I Shot Schlock! (7:34)
An archive interview with four time Emmy Award-winning cinematographer Robert E. Collins, who also has a small role as a bartender in a rather good scene involving a blind jazz pianist. He recalls how he landed the job, his first meeting with the young John Landis, the heat during the shoot (this comes up in the commentary as well), the roles played in the film by himself and his two young children, and the peculiarity of watching Landis direct whilst still dressed in his Schlock suit.
Promotional Material
In this category we have three trailers and four radio spots, almost all of which are variations on the same theme. The 1972 Theatrical Trailer (1:34) sounds like it was narrated by the reporter in the film and includes its opening list of movies (including, of course, See You Next Wednesday) to which Schlock can be compared. The 1979 Theatrical Trailer (1:38) is almost identical but with a couple of minor changes and the up-front textual proclamation that this is "from the director of Animal House." I find it hard to believe that the 1982 "Banana Monster" Theatrical Trailer (1:31) wasn't made as a joke, but if it's somehow for real then it was put together by idiots. What we have here is essentially the 1979 trailer but with every mention of the word "Schlock" replaced with the words "Banana Monster," but in a voice different enough to that of the narrator to highlight the fact that it has been badly spliced in. The 3D drawn "Schlock" title graphic has also been replaced with 2D "Banana Monster" one that must have taken a first year art student all of five minutes to cobble together. Three of the radio spots draw on the trailer soundtracks, whilst the fourth consists of a cheerful conversation between a father and his young son and ends with the title being sung like the product in a cereal commercial.

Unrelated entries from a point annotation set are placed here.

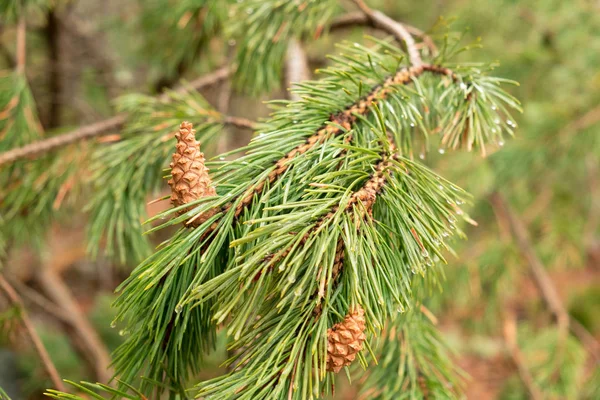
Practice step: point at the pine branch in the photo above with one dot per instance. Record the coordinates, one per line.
(395, 28)
(267, 200)
(99, 128)
(510, 337)
(359, 18)
(14, 298)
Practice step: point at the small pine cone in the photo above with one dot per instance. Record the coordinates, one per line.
(345, 340)
(190, 180)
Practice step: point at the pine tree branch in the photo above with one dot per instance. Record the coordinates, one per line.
(382, 21)
(358, 18)
(341, 122)
(14, 298)
(102, 127)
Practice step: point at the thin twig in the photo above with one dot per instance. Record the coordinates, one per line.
(21, 42)
(240, 122)
(510, 337)
(91, 345)
(538, 273)
(358, 18)
(35, 298)
(296, 67)
(102, 127)
(14, 298)
(382, 21)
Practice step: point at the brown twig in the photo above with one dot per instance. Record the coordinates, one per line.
(382, 21)
(21, 55)
(240, 122)
(40, 301)
(358, 18)
(100, 128)
(510, 337)
(14, 298)
(539, 275)
(296, 66)
(90, 344)
(52, 36)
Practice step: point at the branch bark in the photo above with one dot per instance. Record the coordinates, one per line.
(296, 66)
(14, 298)
(358, 18)
(99, 128)
(21, 43)
(399, 31)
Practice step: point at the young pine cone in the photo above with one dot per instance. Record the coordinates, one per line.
(190, 180)
(345, 340)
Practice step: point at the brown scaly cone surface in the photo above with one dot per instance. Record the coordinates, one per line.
(190, 180)
(345, 340)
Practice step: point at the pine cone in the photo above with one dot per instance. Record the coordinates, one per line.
(345, 339)
(190, 180)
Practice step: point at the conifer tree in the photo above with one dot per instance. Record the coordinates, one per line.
(315, 249)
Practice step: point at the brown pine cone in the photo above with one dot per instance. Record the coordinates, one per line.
(345, 340)
(190, 180)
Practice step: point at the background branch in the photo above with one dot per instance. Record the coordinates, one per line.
(102, 127)
(382, 21)
(358, 18)
(539, 275)
(296, 67)
(14, 298)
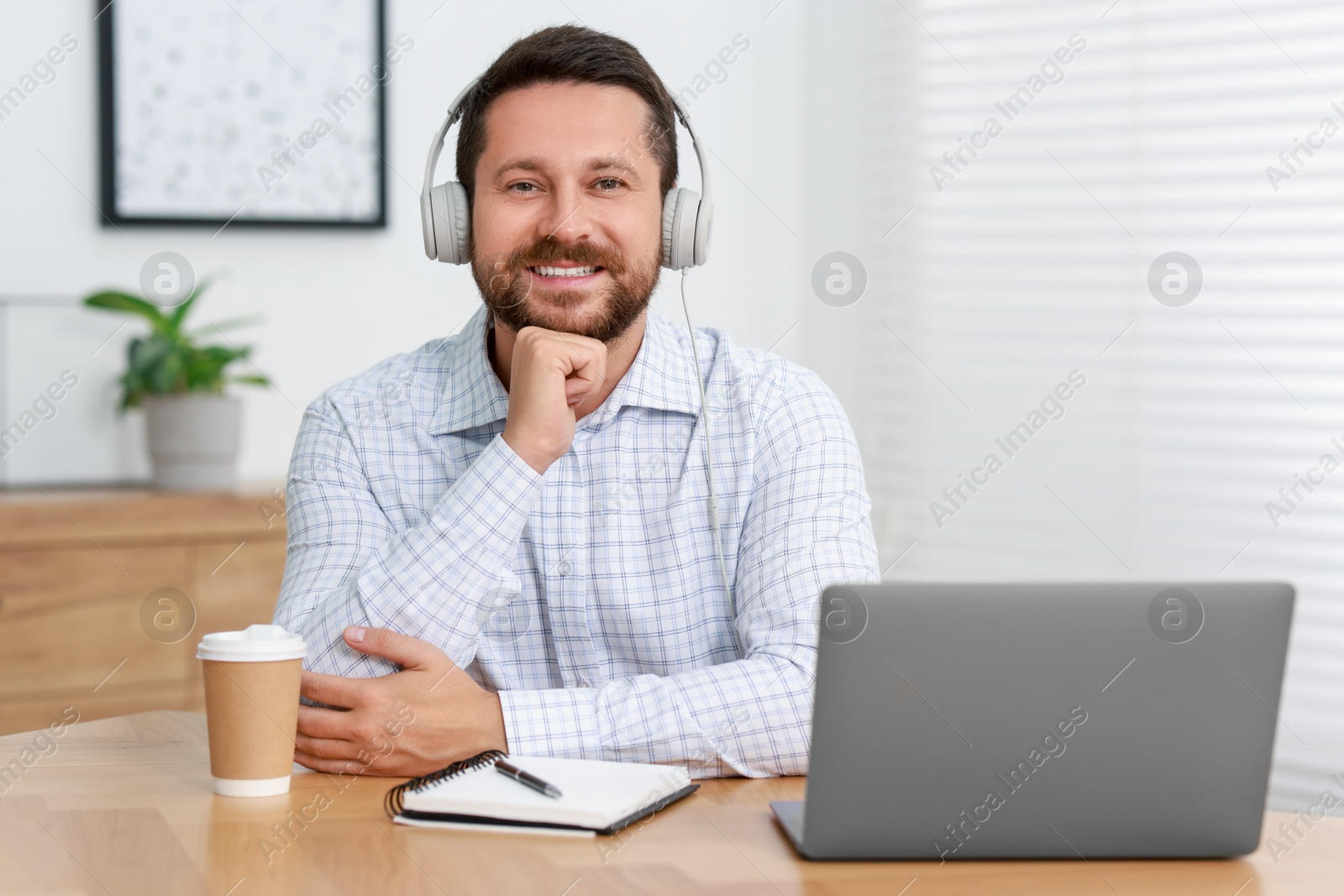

Also included with the first pressing only is an Illustrated Collector's Booklet featuring new writing on the film by Joe Bob Briggs, but once again this was not supplied for review.
Some still find Schlock hilarious from start to finish and if that includes you or you have a par ticlar fondness for home-brewed silly humour, then you'll have nothing but love for this disc, which boasts a sparkling transfer and some excellent special features. If, like me, you find yourself groaning as often as you quietly snigger, there's still enough inventively silly material here to keep the funny bone intermittently tickled. Tricky to recommend wholeheartedly, but as Kim Newman says of the film itself, it was made with love.